Jetson Thor MIG support: first impression

I tested our MIG (Multi Instance GPU) on Jetson Thor with latest Jetpack 7.2. Here are few observations that things that worked and did not work. Sharing it for the benefit of others:

What does MIG do?

  • Thor has 20 SM (streaming multiprocessor) cores. MIG splits the SM’s into isolated slices so that you could have dedicated workloads on each slice. Since Thor has unified memory, both workloads share the same memory.
  • On Jetpack 7.2, the slices are fixed: one slice with 8 SM another slice with 12 SM.
  • The workload I wanted to test out is, can I have one inference served from one slice and a different one from another slice. I wanted to check if the slicing helps in GPU contention since memory itself isnt a problem on thor, but single GPU is. (I know this could be different then the actual use-case people might want to use it for)

How to enable it?

  • The documentation is pretty clear, you cannot enable MIG if GPU is being used. Which means first step is to disable gdm (UI), since its using GPU

sudo systemctl stop gdm

  • MIG resets on a reboot, if you want a permanent split, run the following command. If you are just testing out in a session, this is optional

sudo nvidia-smi -pm 1 #optional

  • Next, we will actually carry the split:

sudo nvidia-smi -i 0 -mig 1

sudo nvidia-smi mig -cgi 83,78 -C # ONLY these profiles work. Took this from release notes

nvidia-smi -L # This should show a split

  • That’s it! Here is a sample output how it looks like on my Thor:

amar@localhost:~$ nvidia-smi -L
GPU 0: NVIDIA Thor (UUID: GPU-a7c66ad2-6dbb-0ab8-c1a2-37ba6dba3600)
MIG 2g.0gb Device 0: (UUID: MIG-c16cc329-4600-51d3-a578-e5c5bf35344e)
MIG 1g.0gb Device 1: (UUID: MIG-9f59caa3-c7a7-5270-b22e-d94cff3d9432)

How to test it?

  • Once you have the split, you can use CUDA_VISIBLE_DEVICES to specify which slice you want to target.
  • I used llama.cpp as an inference engine since my cursory research showed it respects the env variable.

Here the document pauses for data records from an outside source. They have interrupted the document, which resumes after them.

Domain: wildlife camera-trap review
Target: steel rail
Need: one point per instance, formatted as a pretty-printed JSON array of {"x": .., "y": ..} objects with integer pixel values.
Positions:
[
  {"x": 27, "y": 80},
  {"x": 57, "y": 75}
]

CUDA_VISIBLE_DEVICES=<1g-uuid> llama-server -m gemma-12b.gguf --port 8082 &
CUDA_VISIBLE_DEVICES=<2g-uuid> llama-server -m qwen-27b.gguf --port 8081 &

Few gotchas to keep in mind

  • If you want your instances to persist, ensure you are running sudo nvidia-smi -pm 1
  • While launching workloads, ensure that smaller slice’s workload gets launched first and then do the larger slice.
    • If you start larger slice first I observed that the smaller slice hangs at CUDA init indefinitely. Reverse works fine.
  • nvidia-smi is not correct as of R39.2 release notes. There is a known issue 6162096 — “Output of nvidia-smi is incorrect when using MIG.”
    • This gives you incorrect information of the SM split being 12 and 6
  • Teardown: ordering matters:

# Stop everything running on the slices

pkill -f llama-server # or whatever holds contexts

# Destroy compute instances, then GPU instances (order matters)

sudo nvidia-smi mig -dci

sudo nvidia-smi mig -dgi

# Disable MIG mode → whole 20-SM GPU, takes effect immediately, no reboot

sudo nvidia-smi -i 0 -mig 0

# Bring the desktop back if you want it

sudo systemctl start nvargus-daemon gdm

Hi,

Thanks for sharing this observation.
About the thing that did not work, is it only the nvidia-smi output? (this is a known issue)

Thanks.

Played around more with it and saw few issues. Hopefully addressing them will help solidify the feature.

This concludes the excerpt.